Мы все сели на поезд и вечером прибыли в Берлин. Папа сразу начал уговаривать Тома ехать в СССР, брат яростно сопротивлялся. Он уже провел там год, замерз, простудился и больше не хотел возвращаться. Он все пытался давать русским советы, как быстрее обслужить рабочих во время обеда, как лучше наладить производство, а они ему:
– Вы что, учить нас приехали? Может, вы шпион?
Первая ночь в Берлине была шикарная. Мы ходили по главной улице Unter der Linden. Прошли мимо того места, где однажды выступал Гитлер, дошли до Бранденбургских ворот и двинулись обратно. Идем медленно, любуемся, все залито светом, магазины, кафе, красота.
Все несколько месяцев, что мы там прожили, я посещала Берлинскую консерваторию. Меня даже похвалил Горовиц. Когда я сказала ему, что папа собирается везти нас в СССР, он схватился за голову: не делайте этой глупости!

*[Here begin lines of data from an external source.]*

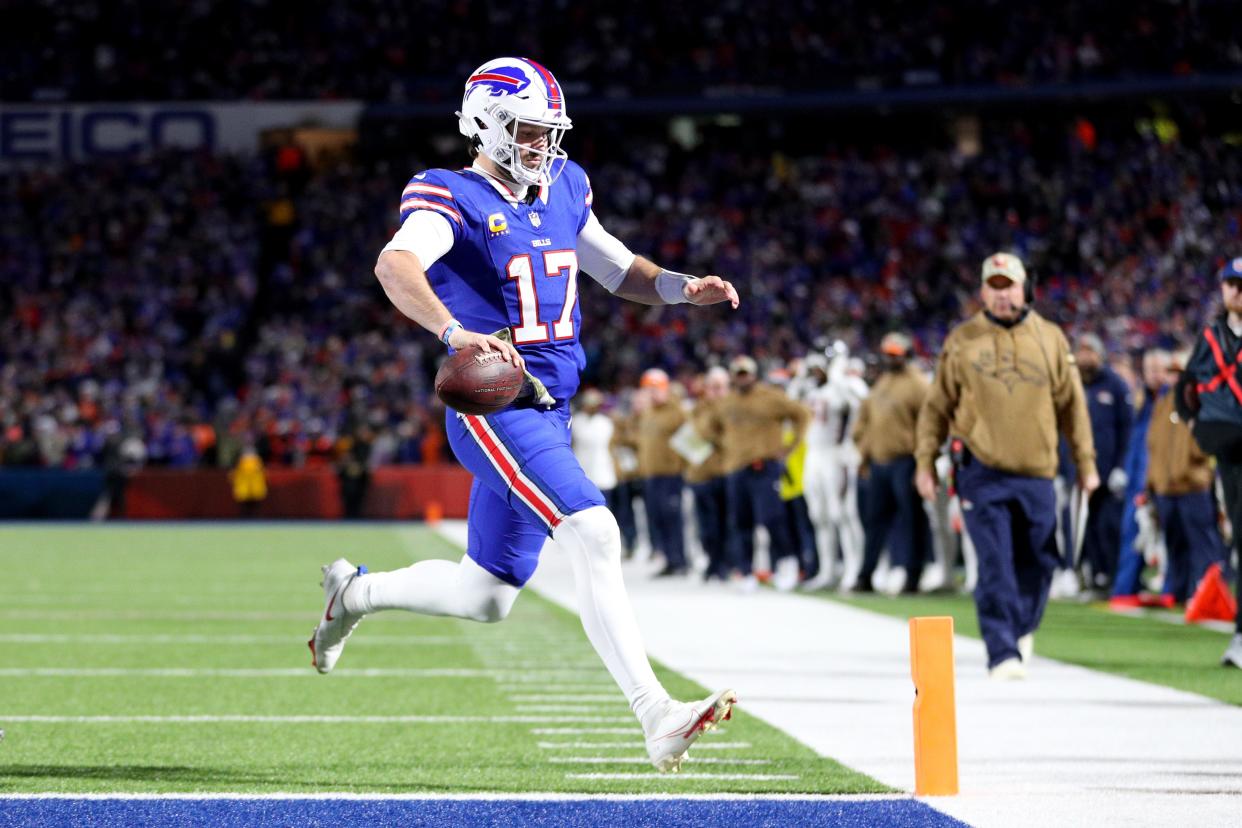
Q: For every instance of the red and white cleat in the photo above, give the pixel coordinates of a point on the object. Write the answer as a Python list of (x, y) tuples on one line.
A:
[(328, 638), (681, 726)]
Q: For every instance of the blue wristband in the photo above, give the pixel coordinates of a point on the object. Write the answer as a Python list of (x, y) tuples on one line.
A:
[(448, 330)]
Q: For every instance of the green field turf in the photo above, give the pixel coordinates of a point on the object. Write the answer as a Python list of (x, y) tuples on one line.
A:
[(211, 621), (1146, 648)]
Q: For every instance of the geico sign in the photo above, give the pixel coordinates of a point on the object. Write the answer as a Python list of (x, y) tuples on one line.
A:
[(32, 133)]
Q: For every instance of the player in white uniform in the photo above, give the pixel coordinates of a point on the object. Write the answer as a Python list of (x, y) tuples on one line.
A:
[(591, 431), (831, 473)]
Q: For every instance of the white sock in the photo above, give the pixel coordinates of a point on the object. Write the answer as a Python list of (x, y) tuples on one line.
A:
[(463, 590), (593, 543)]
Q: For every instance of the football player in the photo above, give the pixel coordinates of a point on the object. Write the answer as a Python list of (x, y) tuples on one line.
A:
[(488, 256), (835, 394)]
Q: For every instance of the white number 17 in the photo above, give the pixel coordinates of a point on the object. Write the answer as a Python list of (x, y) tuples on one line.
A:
[(557, 262)]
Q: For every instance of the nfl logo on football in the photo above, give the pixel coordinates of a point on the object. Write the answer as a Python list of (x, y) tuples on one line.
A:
[(497, 225)]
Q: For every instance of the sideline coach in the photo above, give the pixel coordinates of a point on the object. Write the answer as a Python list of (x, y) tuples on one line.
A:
[(1005, 385)]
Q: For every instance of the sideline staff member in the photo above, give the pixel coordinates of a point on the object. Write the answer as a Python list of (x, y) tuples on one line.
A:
[(1005, 385)]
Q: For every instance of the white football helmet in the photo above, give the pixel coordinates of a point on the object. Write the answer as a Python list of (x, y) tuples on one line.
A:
[(501, 96)]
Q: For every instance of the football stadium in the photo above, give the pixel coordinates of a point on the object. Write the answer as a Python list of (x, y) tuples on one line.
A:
[(707, 414)]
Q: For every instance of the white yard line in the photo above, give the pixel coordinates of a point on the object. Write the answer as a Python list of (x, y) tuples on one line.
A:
[(194, 638), (677, 777), (302, 720), (1067, 746), (566, 731), (643, 760), (250, 673), (1176, 618), (466, 797), (637, 745)]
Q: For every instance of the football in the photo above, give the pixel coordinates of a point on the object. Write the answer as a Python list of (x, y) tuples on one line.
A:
[(478, 382)]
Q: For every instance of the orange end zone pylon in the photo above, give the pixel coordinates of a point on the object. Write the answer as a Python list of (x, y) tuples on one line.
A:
[(935, 708), (1211, 600)]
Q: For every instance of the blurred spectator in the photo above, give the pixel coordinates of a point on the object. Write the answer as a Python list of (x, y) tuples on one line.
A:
[(1110, 411), (378, 51), (886, 437), (1181, 478), (249, 482), (752, 425), (1209, 394), (662, 469)]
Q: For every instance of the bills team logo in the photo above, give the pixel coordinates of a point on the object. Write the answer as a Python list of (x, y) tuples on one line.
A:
[(503, 80)]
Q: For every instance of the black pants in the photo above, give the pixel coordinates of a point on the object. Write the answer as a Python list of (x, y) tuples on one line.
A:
[(663, 497), (754, 498), (620, 499), (894, 514), (712, 514), (802, 530), (1102, 540), (1231, 481)]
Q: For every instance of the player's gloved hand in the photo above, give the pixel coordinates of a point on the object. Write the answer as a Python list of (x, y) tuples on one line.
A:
[(462, 338), (711, 289), (1088, 482), (1117, 482)]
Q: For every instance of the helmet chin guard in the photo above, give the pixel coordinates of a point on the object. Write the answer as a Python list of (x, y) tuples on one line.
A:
[(501, 97)]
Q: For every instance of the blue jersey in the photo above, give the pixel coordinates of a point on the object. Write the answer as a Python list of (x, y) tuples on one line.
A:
[(512, 265)]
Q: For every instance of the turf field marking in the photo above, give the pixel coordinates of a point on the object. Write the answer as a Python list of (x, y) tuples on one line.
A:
[(565, 708), (497, 796), (698, 745), (673, 777), (312, 720), (194, 638), (249, 673), (542, 698), (600, 687), (566, 731), (643, 760), (1175, 618)]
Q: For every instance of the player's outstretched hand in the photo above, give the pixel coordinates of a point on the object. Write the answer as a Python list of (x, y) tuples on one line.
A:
[(462, 339), (711, 289)]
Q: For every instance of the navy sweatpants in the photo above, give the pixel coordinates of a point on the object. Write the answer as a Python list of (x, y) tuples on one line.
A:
[(663, 497), (1191, 539), (1012, 523), (754, 498), (894, 515), (621, 503), (712, 514)]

Но мы все-таки ее сделали. Когда мы приехали в Запорожье, отец увидел, что все совсем не так, как думал он и его друзья в Лос-Анджелесе и Нью-Йорке. Но голода не было. Мы все получили карточки, даже я. Четыре карточки на семью. Хлеба у нас всегда было много, потому что мама покупала на рынке муку и сама пекла хлеб. Всегда пекла хлеб. Хлеб, который продавался, не был похож на хлеб. Если буханку бросить на пол, она подскакивала, как мяч.
– Is this bread? – спрашивала мама. – Bread is what I make[12].

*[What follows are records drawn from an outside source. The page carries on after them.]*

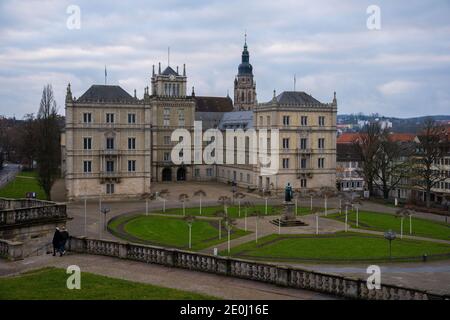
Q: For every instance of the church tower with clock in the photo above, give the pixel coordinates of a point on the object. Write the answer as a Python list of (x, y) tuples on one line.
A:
[(244, 84)]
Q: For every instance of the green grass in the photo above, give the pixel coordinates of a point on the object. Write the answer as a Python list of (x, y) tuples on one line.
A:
[(383, 221), (341, 246), (173, 231), (233, 211), (23, 183), (50, 284)]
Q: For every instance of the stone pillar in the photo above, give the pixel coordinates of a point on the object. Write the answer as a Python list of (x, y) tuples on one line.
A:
[(15, 251), (123, 250), (170, 259), (283, 276)]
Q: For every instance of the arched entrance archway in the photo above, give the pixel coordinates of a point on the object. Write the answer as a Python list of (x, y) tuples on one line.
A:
[(167, 174), (181, 174)]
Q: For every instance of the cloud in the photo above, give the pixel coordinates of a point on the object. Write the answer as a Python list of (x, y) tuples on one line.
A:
[(325, 43)]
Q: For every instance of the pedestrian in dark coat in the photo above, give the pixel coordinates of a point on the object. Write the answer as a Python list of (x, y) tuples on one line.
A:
[(64, 238), (56, 241)]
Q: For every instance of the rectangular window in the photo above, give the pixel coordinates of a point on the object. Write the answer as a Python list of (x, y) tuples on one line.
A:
[(131, 143), (87, 117), (109, 166), (110, 118), (131, 118), (303, 163), (303, 143), (166, 156), (109, 143), (87, 166), (181, 118), (321, 121), (131, 165), (110, 188), (321, 143), (321, 163), (166, 117), (87, 143), (303, 183), (304, 120)]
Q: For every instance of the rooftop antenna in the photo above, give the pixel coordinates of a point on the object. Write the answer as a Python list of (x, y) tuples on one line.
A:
[(168, 56)]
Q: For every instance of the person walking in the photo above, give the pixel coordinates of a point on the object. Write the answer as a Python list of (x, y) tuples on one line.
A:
[(56, 241), (64, 237)]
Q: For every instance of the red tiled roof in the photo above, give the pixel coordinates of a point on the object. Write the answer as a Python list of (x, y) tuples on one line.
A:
[(402, 137), (347, 137)]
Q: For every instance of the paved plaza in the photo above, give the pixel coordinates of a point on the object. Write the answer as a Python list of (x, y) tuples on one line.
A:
[(433, 276)]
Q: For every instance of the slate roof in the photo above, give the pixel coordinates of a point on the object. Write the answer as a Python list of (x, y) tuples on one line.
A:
[(348, 137), (105, 93), (213, 104), (347, 152), (236, 119), (296, 97)]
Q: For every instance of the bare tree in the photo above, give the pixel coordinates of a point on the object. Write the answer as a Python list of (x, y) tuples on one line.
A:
[(48, 141), (26, 140), (427, 166), (367, 146), (391, 163)]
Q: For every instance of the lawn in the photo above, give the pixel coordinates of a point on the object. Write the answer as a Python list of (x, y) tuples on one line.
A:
[(171, 231), (341, 247), (23, 183), (50, 284), (233, 211), (383, 221)]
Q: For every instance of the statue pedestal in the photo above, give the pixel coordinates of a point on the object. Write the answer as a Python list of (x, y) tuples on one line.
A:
[(288, 218)]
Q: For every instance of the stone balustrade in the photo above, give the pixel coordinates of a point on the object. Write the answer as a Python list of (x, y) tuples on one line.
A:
[(11, 250), (27, 210), (337, 285)]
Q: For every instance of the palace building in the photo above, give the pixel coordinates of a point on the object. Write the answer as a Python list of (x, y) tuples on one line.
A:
[(117, 145)]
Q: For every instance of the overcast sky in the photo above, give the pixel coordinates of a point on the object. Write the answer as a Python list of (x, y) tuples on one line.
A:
[(401, 70)]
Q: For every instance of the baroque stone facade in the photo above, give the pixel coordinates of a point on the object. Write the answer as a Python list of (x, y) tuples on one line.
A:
[(117, 145)]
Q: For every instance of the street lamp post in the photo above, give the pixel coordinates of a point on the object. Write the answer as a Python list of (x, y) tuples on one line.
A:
[(105, 210), (390, 236)]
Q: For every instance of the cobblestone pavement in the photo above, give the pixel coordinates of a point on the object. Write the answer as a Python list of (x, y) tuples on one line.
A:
[(199, 282), (431, 275)]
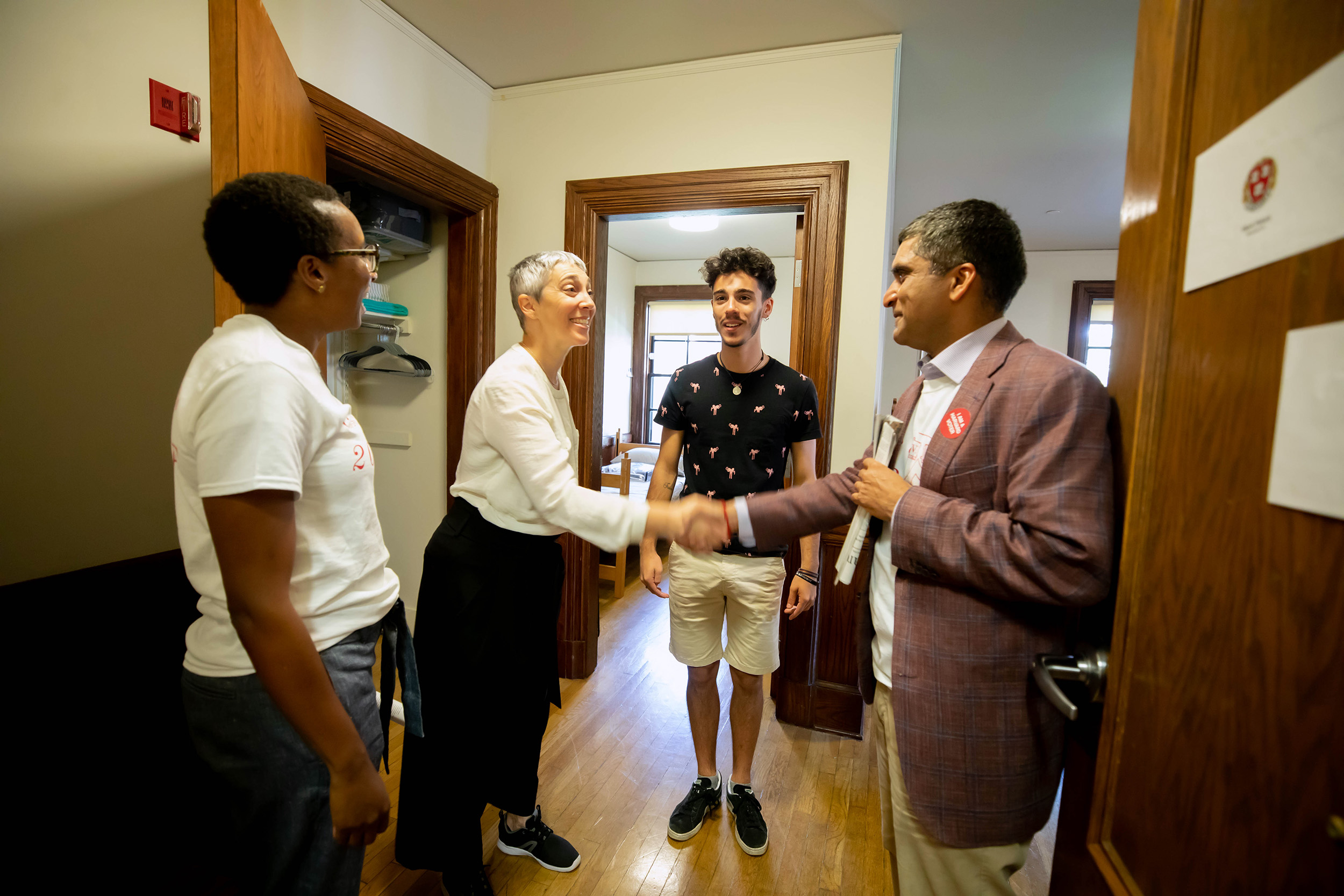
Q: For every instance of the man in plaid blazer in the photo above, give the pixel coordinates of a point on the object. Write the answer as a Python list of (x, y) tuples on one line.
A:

Когда Днепрогэс построили и пустили первый пароход через шлюзы, я на палубе играла на аккордеоне “Дунайские волны”. Они все окружили меня, потом я играла им американские песенки, а весь пароход танцевал.
В первые два года мы еще могли вернуться в Америку, мама умоляла папу, мой брат Том тоже, но папа был непреклонен:
– Что я там буду делать в моем возрасте? Опять строить мясной бизнес? У меня уже на это нет сил.

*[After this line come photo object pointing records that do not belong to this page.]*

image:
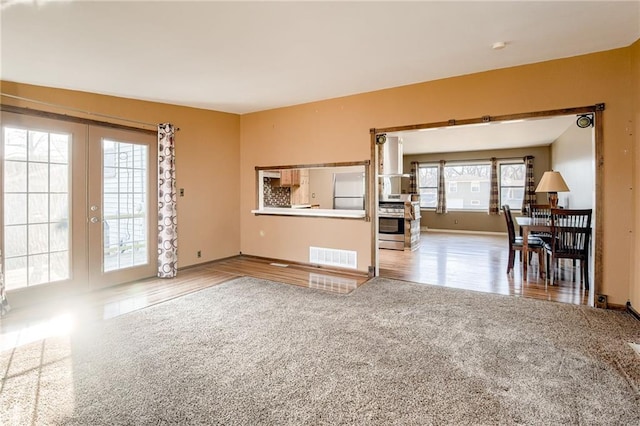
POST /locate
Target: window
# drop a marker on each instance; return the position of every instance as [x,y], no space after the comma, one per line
[428,185]
[511,177]
[472,182]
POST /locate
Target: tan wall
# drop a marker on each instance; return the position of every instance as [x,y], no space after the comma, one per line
[338,130]
[573,155]
[207,158]
[634,128]
[477,221]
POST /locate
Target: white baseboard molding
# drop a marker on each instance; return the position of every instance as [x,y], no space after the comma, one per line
[460,231]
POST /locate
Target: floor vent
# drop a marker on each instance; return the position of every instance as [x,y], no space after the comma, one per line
[333,257]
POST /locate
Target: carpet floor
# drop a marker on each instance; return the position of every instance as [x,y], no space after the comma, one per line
[255,352]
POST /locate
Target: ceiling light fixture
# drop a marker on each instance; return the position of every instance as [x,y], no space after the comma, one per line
[498,45]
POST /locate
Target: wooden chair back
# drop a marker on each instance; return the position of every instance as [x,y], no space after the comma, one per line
[510,227]
[571,233]
[539,211]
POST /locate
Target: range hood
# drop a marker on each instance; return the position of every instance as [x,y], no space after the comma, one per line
[391,160]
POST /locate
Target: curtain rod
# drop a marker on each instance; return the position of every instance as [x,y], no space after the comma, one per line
[96,114]
[472,159]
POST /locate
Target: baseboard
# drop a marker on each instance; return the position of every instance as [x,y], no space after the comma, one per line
[461,231]
[632,311]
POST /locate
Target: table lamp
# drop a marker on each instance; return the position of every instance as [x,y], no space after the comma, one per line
[552,183]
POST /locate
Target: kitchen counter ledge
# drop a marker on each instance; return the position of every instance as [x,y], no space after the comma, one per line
[275,211]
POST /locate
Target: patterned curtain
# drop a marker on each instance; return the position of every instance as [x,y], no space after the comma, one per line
[494,199]
[167,198]
[4,304]
[441,208]
[529,184]
[413,178]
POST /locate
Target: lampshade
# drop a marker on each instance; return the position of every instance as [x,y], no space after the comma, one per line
[552,182]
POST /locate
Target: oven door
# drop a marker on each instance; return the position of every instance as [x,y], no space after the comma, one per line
[391,225]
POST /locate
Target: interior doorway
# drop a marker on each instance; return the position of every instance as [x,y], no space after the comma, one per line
[77,203]
[412,267]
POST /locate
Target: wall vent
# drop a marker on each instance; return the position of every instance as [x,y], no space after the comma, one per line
[333,257]
[332,284]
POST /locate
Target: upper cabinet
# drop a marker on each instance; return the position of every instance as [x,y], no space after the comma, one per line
[290,177]
[300,192]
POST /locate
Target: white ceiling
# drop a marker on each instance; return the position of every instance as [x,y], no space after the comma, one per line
[479,137]
[242,57]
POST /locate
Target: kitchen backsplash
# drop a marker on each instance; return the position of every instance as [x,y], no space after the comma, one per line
[275,195]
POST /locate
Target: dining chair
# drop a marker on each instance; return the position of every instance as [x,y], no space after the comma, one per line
[570,237]
[535,244]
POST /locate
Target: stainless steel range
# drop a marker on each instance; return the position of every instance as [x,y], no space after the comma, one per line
[398,222]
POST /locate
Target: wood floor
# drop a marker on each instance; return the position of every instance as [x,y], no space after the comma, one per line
[474,262]
[478,262]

А меня интересовала только музыка. В Запорожье приехал пианист Колотухин. Он услышал, как я играю, и сказал маме:
– Везите ее в Ленинград. В этом городе она ничему не научится.
Но мама хотела в Москву. Мы с ней вдвоем переехали, она сняла маленькую комнатку, и я поступила в Московскую консерваторию.
Однажды я услышала, как она сказала отцу:
– You have ruined our family[13].
Это было в 1936 году, у нас отобрали американские паспорта, и мы никуда уже уехать не могли.
Я никогда не любила Лонни. А он… Врал, что влюблен в меня без памяти, может быть, даже верил в это. Говорил, хочу целовать землю, по которой ты ходишь, одену тебя как куклу, куплю тебе зимнее пальто. У меня никогда не было зимнего пальто, я всегда мерзла в России. Он был довольно уродлив. Правда, прекрасно пел. Был хорошим актером. С такой обаятельной улыбкой. Говорил на прекрасном английском. Мой язык был намного беднее, я ведь успела закончить только девять с половиной классов в Америке. Но он чувствовал себя очень одиноким в России. В 1934 году приезжала Мариан Андерсон[14], он ее умолял остаться в СССР, но она сказала “нет”. Когда приехал Поль Робсон – то же самое: останься, это большая страна, ты будешь выступать в этой части, а я в этой, и мы никогда не будем конкурировать. А Поль сказал – нет, я родился в Америке, это моя родина, я никогда не перееду в другую страну. Поль был тоже черный, но очень красивый. И умный. Мы с ним дружили. Лонни страшно ревновал, даже считал, что мои дети не его, а Поля. Хотя сам был уже влюблен в кого-то. Хотел разводиться. Для меня это было катастрофой. Поль давно уехал. В 1949-м я ходила на его концерт в зале Чайковского. Зашла на минуту за кулисы поздравить. Когда он приезжал получать свою Сталинскую премию в 1952-м, даже не позвонил.